En mai, c'était la grande soirée d'ouverture du Satyre Cabaret-Spectacle. Dès juillet, les gestionnaires avaient lancé un cri du coeur afin de trouver de nouveaux investisseurs.

Satyre: près d'un million $ en créances impayées

La mise en faillite du Satyre Cabaret-Spectacle a été officialisée comme prévu mardi matin. L'entreprise qui gérait la salle de spectacle de la rue des Forges avait accumulé 940 000 $ en créances impayées depuis le début de ses opérations en mai dernier.
Le certificat officialisant la mise en branle du processus de faillite a été émis par le Bureau du surintendant des faillites. Un avis a également été envoyé aux différents créanciers auxquels l'entreprise doit de l'argent.
Selon le syndic responsable du dossier, Yannick Bourassa-Milot de la firme Raymond-Chabot, les principaux créanciers sont les gouvernements fédéral et provincial, la Banque Royale ainsi que les administrateurs de l'entreprise.

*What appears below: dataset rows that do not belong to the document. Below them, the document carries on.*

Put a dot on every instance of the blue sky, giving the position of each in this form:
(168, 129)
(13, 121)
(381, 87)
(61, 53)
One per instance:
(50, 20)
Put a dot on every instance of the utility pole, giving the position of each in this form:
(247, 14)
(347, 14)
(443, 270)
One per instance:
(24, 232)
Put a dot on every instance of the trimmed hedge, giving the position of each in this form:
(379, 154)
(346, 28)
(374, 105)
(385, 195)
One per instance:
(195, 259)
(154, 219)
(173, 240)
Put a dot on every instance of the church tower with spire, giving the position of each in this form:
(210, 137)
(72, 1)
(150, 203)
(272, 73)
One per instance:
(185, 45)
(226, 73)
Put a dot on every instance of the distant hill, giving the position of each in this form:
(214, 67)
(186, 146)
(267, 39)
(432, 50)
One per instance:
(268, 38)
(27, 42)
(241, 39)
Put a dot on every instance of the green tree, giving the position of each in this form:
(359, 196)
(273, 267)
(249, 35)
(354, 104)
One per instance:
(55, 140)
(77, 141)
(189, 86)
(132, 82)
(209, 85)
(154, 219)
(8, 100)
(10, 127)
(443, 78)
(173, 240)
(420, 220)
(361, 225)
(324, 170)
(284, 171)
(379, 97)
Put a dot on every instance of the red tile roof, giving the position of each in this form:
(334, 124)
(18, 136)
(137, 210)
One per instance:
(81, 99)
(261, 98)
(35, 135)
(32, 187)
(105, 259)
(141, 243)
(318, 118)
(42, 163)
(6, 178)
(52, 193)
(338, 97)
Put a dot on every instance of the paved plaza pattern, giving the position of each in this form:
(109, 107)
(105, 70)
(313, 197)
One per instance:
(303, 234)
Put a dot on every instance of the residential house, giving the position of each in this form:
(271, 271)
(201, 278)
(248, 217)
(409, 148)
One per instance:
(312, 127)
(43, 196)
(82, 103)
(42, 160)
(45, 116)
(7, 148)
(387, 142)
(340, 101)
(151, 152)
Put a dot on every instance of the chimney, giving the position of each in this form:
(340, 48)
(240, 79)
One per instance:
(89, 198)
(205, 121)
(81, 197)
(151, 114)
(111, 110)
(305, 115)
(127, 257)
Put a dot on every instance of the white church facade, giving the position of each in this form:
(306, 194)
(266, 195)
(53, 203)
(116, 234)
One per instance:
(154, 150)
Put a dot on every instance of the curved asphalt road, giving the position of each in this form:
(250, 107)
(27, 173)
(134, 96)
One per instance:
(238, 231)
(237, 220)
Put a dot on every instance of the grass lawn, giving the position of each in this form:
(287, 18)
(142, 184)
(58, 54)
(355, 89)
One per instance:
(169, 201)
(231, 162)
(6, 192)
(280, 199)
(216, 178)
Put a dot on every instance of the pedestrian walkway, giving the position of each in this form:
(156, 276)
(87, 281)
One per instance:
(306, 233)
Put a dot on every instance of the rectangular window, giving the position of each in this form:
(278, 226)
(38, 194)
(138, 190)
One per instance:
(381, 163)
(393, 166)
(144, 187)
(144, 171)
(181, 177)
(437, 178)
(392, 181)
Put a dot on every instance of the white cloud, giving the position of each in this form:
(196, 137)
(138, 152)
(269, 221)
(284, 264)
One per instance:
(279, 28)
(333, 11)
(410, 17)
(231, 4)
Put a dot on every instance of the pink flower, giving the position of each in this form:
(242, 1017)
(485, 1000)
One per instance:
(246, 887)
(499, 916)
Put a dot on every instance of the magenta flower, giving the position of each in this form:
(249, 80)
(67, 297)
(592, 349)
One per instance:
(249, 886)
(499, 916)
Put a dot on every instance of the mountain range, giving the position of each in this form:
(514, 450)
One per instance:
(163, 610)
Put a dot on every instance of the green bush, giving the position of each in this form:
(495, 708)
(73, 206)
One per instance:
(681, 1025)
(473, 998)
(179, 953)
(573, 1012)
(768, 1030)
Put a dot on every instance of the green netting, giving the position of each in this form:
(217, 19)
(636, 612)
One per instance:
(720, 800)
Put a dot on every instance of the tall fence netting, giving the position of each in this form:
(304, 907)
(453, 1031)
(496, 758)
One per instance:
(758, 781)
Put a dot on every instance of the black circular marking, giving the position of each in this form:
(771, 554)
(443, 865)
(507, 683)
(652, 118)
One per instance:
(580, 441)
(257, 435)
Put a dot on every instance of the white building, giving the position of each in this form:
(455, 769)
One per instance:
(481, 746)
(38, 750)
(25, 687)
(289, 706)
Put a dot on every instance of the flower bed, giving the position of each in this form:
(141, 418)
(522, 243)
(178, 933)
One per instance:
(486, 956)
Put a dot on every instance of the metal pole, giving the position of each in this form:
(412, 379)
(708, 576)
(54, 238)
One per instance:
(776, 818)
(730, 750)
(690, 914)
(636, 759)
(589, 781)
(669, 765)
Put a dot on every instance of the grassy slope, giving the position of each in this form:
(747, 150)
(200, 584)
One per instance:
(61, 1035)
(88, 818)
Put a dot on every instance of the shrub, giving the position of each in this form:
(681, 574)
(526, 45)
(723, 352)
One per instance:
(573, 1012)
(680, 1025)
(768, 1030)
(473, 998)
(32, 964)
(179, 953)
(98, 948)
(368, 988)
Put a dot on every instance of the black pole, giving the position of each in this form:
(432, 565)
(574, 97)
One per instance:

Ces derniers auraient pour leur part englouti une somme d'environ 200 000 $ dans cette aventure.
«Ils ont avancé cet argent de leur poche pendant les opérations», explique M. Bourassa-Milot.
Certains entrepreneurs ayant participé à la rénovation de la salle de spectacle qui était inoccupée depuis la fermeture du Maquisart il y a près de 10 ans ont pour leur part confié au Nouvelliste qu'ils n'avaient pas été payés pour les travaux qu'ils avaient effectués.
Pour ce qui est des employés, ils toucheront la totalité des sommes que leur doit leur ancien employeur. En vertu du Programme de protection des salariés du gouvernement fédéral, ils sont protégés pour les salaires impayés, les vacances et les préavis de licenciement jusqu'à concurrence d'environ 3900 $.
«Dans ce dossier, il n'y a aucun employé à qui l'employeur doit un montant supérieur [à la protection maximale du programme]», poursuit le syndic.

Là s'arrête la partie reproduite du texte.